評論家の石子順造(本名:木村泰典、1929年 - 1977年[2])とはペンネームが似ている上に、主たる評論分野が同じ漫画及び映画であり、活動期間が1970年代において重なっていて、しかも両者ともに日本共産党との関係が深い(石子順造は離党している)ために混同されやすく、親子もしくは親戚とおもわれている場合もあるが全くの別人で血縁関係もない。
来歴
[編集]1935年、京都府京都市生まれ[3]。1953年に中国より帰国[3]。1961年、東洋大学文学部卒[3]。映画批評、中国映画の字幕翻訳を経て手塚治虫の漫画に出会い、1967年より漫画評論の執筆をはじめる[3]。

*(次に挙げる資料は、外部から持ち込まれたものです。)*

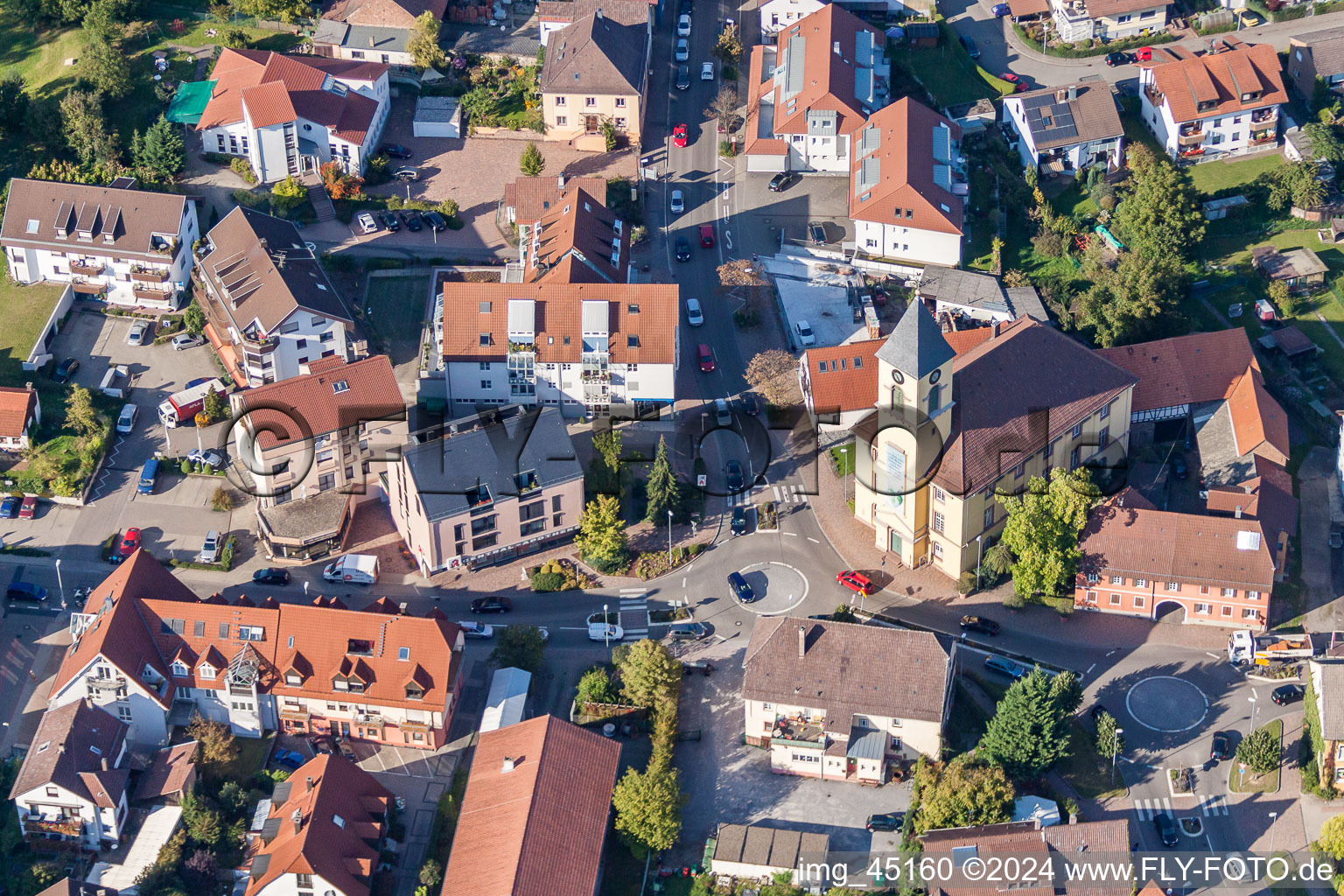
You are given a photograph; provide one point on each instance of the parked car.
(739, 587)
(142, 333)
(210, 549)
(1285, 695)
(25, 592)
(272, 575)
(694, 316)
(1004, 667)
(1221, 747)
(128, 544)
(732, 473)
(887, 821)
(65, 371)
(857, 582)
(127, 419)
(290, 760)
(980, 624)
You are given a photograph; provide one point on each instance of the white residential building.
(1068, 128)
(814, 92)
(117, 243)
(72, 785)
(1219, 103)
(269, 306)
(907, 191)
(292, 115)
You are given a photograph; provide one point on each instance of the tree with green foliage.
(159, 155)
(648, 808)
(1042, 531)
(531, 163)
(14, 102)
(1028, 731)
(967, 792)
(1260, 750)
(662, 489)
(288, 195)
(521, 648)
(1161, 214)
(648, 672)
(87, 128)
(602, 534)
(423, 42)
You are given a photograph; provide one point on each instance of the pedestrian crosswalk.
(1208, 805)
(634, 612)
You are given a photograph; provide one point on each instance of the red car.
(857, 582)
(128, 544)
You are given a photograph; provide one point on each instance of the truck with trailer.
(180, 407)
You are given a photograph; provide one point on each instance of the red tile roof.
(903, 158)
(370, 393)
(534, 826)
(1222, 80)
(17, 406)
(340, 817)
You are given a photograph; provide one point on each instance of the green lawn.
(1214, 176)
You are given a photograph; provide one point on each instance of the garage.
(437, 117)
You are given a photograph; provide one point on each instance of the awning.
(190, 101)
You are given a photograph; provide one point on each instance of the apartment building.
(20, 414)
(814, 90)
(952, 433)
(1219, 103)
(907, 190)
(495, 486)
(536, 786)
(116, 243)
(1068, 128)
(269, 306)
(586, 348)
(1316, 58)
(1143, 562)
(324, 832)
(1106, 19)
(290, 115)
(836, 700)
(596, 73)
(153, 655)
(72, 785)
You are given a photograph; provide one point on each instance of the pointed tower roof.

当時PTAや教育委員会から「悪書」とされた漫画の地位および質的な向上に尽力し、また、政治的な問題で集英社が出版を躊躇していた週刊少年ジャンプ連載漫画「はだしのゲン」全4巻(当時)の刊行および一般への普及に大きな役割を果たす。
石子順造は1967年より手塚治虫と論争を行い、手塚との関係が極めて悪かったのに対し、石子順は手塚と親しく、『手塚治虫 漫画の奥義』(1992年)では手塚の生前最後となるインタビューを行った。両者ともに漫画史および漫画評論(特に手塚論)における足跡は大きい。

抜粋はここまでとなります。